M.K. Tribbie is oversight executive for the Future Immersive Training Environment, called FITE. The environment merges elements of virtual reality, computer gaming and virtual worlds into an interactive training tool that is being tested at several Marine Corps and Army bases around the country, Tribbie said.
The idea to build what essentially is a training simulator for ground troops, he added, came from Marine Corps Gen. James N. Mattis in 2008, when he led U.S. Joint Forces Command.
Mattis had been thinking for several years about the fact that ground forces at the infantry and squad levels had no access to the kind of immersive training and simulators routinely used by aviators, submarine and ship pilots, and even truck drivers, Tribbie said.
Mattis thought, he added, “that if we could put together that sort of capability, we could elevate the quality of training available to these ground forces so they could make better, faster, more ethical decisions in the complex and chaotic environment they fight in.”
FITE was approved in 2008 to give individuals, leaders and small units a training capability that “makes their first contact with the enemy no worse than the last simulation they experienced,” as the program’s tagline goes.
“Our Army infantry, our special operations forces, our Marine infantry continue to learn too many of their grim skills in the unforgiving, chaotic and ethically bruising environment of their first close combat, where intimate killing is the norm,” Mattis, who now commands the U.S. Central Command, says in a video that promotes the program.
U.S. Special Operations Command was interested in the technology, as were the Navy and Air Force. A major funder of the project was the Joint Improvised Explosive Device Defeat Organization, Tribbie said.
Beginning in early fiscal year 2009, FITE was built in two parts and demonstrated by 10- to 13-man squads.
The first part used a helmet-mounted virtual-reality display system, a computer that squad members wore on their backs, a tactile feedback device they wore on their thighs, and an operationally representative weapon that looked and felt like the real thing, Tribbie said. Wearing this equipment, the squad stood in a large room on a gridded floor. If they walked in place, they moved forward in the training scenario.
In the demonstration, they were briefed on a mission that they were to carry out in the virtual environment.
“They see a virtual display right before their eyes,” Tribbie said. “Wherever they look, they see each other, they see the virtual players for the mission, they see the full environment you would see if you were in a real environment, but everything’s virtual.”
The faces of each person in the squad were recreated digitally, he added, so when they see each other in the virtual scenarios they see the virtual faces of their squad mates.
“In that manner, they were seeing the virtual reality, hearing the virtual environment,” he said, “and to a degree we had devices that emitted representative smells of the environment.”

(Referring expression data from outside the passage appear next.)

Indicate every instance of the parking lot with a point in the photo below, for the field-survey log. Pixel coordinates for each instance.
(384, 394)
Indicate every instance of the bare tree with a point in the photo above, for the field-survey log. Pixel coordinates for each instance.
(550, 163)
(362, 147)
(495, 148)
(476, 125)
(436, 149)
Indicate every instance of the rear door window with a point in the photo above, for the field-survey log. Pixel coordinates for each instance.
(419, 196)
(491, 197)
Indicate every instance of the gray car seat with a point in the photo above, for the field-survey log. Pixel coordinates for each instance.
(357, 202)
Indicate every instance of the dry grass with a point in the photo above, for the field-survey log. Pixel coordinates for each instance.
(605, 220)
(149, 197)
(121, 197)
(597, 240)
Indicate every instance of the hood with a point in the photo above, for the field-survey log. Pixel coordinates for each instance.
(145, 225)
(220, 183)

If one of the squad was hurt or shot while carrying out the mission, the device on his thigh delivered “a kind of mild electronic jolt to simulate that and help drive home the realism of the scenario,” Tribbie said.

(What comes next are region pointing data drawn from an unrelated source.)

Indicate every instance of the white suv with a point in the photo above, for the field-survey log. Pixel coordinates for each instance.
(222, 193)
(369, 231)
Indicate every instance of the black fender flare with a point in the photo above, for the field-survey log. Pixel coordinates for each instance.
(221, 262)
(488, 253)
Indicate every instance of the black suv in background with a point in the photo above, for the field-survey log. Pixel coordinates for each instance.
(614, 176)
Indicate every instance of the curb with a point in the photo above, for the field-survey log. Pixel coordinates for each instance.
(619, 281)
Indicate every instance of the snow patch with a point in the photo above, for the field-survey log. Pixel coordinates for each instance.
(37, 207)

“They really liked it,” he said of FITE Part 1, which was demonstrated in March 2009 at Marine Corps Base Camp Lejeune in North Carolina and at the Army’s Fort Benning in Georgia.
In the next step, the designers blended real and virtual environments in exercises called “facility-based mixed reality,” Tribbie said. They conducted these exercises at Camp Pendleton with participants and observers from the Army.

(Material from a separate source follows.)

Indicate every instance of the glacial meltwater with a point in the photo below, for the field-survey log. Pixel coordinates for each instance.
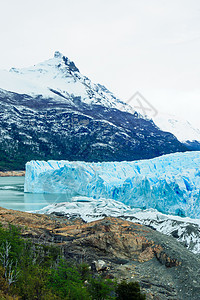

There, a few years earlier — recognizing the power and value of mixed-reality training, Tribbie said — the Marines built the Infantry Immersive Trainer.
It’s like a movie set, Tribbie added, with Pashtun-speaking role players, animatronic characters, interactive virtual projections called avatars and simulated battlefield effects.
Because the FITE technologies are very mature the services “are able to observe, assess and analyze what was demonstrated,” he said, before they spend a lot of money on such capabilities.
Tribbie said he expects further growth over the next few years.
“You’ll start seeing the services and even non-DOD entities like [federal] agencies begin to leverage more available and maturing immersive capabilities and technologies,” he predicted.